やられたらやり返しても良い?

話し合いが終了してからは昼食の時間となり、二人は先輩の奢りなので遠慮なく食べていく。


ティールは普段から運動するタイプなので、見た目よりもそれなりに食べる。

だが、ラストは完全に見た目よりも食べるので、どんどん空になる皿が増えていく。


普段から遠慮している訳ではないが、それでもタダで食べられると分かれば腹一杯になるまで食べる。


「……彼、結構食べるんだね」


「そうですね。ここの料理が相当気に入ったんじゃないですか」


食べ放題という訳ではないので、どんどん料理を頼むごとに先輩たちが支払う金額多くなる。


(ラストの奴……全く遠慮しないな。

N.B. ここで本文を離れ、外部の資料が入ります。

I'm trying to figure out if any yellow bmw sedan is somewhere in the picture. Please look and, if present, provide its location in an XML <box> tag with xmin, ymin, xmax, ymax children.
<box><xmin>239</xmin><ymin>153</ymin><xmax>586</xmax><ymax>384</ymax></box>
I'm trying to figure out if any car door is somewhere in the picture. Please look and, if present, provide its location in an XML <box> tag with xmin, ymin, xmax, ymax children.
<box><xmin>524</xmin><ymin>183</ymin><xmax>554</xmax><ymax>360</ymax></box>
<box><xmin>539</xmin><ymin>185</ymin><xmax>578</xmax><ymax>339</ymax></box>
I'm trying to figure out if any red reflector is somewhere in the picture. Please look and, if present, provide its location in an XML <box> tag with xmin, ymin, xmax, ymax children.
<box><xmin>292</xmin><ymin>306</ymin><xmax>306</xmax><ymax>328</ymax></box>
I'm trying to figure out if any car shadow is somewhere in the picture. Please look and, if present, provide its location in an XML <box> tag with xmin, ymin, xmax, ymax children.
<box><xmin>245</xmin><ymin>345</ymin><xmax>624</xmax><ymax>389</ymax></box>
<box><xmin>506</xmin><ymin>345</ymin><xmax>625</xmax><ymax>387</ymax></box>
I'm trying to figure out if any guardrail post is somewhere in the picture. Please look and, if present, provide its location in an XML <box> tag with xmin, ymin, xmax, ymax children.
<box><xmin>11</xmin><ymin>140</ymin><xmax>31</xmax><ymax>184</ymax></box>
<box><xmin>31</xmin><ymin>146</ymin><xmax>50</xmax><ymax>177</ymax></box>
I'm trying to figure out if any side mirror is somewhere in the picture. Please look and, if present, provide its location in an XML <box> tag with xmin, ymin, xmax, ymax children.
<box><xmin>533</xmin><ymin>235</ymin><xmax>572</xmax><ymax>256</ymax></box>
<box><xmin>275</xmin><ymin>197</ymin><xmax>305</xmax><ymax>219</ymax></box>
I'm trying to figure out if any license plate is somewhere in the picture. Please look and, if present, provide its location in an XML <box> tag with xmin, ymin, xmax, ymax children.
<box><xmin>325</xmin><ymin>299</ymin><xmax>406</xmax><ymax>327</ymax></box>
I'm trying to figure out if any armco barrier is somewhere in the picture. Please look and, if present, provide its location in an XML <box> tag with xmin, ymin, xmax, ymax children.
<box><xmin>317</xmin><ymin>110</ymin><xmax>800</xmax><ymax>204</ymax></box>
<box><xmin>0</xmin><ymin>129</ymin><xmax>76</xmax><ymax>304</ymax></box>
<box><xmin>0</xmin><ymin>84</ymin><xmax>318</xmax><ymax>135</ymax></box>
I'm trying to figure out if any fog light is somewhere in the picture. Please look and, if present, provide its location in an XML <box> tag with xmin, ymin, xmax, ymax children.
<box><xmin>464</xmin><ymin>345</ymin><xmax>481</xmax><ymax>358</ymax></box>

先輩たちが奢ってくれるから当たり前かもしれないけど)


二人以外のDランク冒険者たちも先輩の奢り、そして普段は食べないような料理がタダで食べられるということもあり、いつも以上に腹一杯になるまで食べようとしている。


「それは嬉しいね」


そう言いながらも、イグラスの表情は少々青かった。


「それにしても、やっぱり同じDランクぐらいの冒険者では相手にならなかったね」


離れた席で料理を堪能しているイギルには聞こえない声で呟く。


「……もしかして狙ってたんですか?」


自分とラストの実力を測ろうとしていたのか?

そう疑われても仕方ない言葉を吐いたイグラスだが、そんなつもりは全くなかった。


「いや、別に狙ってなんかないよ。まぁ……あぁなるかもしれないとは思ってたけどね」


「先輩なんですから、無理矢理止めてくれても良かったんじゃないですか?」


「ふふ、確かに無理矢理止めることは出来るけど、キラータイガーやヴァンパイアを倒した君達なら、イグラスぐらいは容易にあしらえるでしょ」


「……それはそうですね」


ランクCのキラータイガーやランクBのヴァンパイアを倒した者が、Dランクの冒険者に負ける訳が無い。

その考えは決して間違ってはいなかった。


実際、イギル程度であれば軽く吹き飛ばせるのでティールも大して文句はない。


「単純な疑問なんですけど、あいつが戦闘中に俺を狙ってくる……なんてことはありますか」


もしもの可能性について先輩冒険者に尋ねた。

イグラスは食事の手を止めず、普段どりの顔で考えるが……その表情には真剣さが伺えた。


「可能性としては、ゼロとは言えない。そういった事件が偶にあるから」


「そうですか……まぁそうですよね」


妬み、羨む相手を殺したくなる。

一般的な人間であれば、そういった感情を特定の相手に抱いてしまうのは仕方ない。


それはティールも解っている。

嫉妬や妬みという感情を幼馴染であるレントに対して抱いたことがある。


(ぶっちゃけ本当に幼かったから殺したいとまでは思わなかったけど、イギルからすれば俺は十分殺したい対象だろうな)


自分を殺したいほど恨んでいる者がいるかもしれない。

それが分かったところで、慌てるほどティールの肝っ玉は小さくない。


「そういうのって、やり返しても良いんですか」


「……難しいことを聞くね」


やられたらやり返しても良いのでは?

何も知らない者であればそう思ってしまうだろう。


ティールもまだ冒険者になりたてということもあり、こっそりやり返しても良いのではと思っていた。


「やり返すとなると、その行為が露骨に現れるかもしれないだろ」


「つまり、疑われやすいというわけですか?」


「そういうことだね。ただ……今回は最初にやろうと思っている人がバレバレだから、仮に向こうが事故で済ませようとしても、白い目で見られるのは確実……もしくは降格処分をくらうかもしれないね」


冒険者の資格をはく奪されるとまではいかずとも、完全に印象付けられてハブられる可能性は大いにある。

今回の場合など特にティールとラストを狙いやすい人物が特定されている。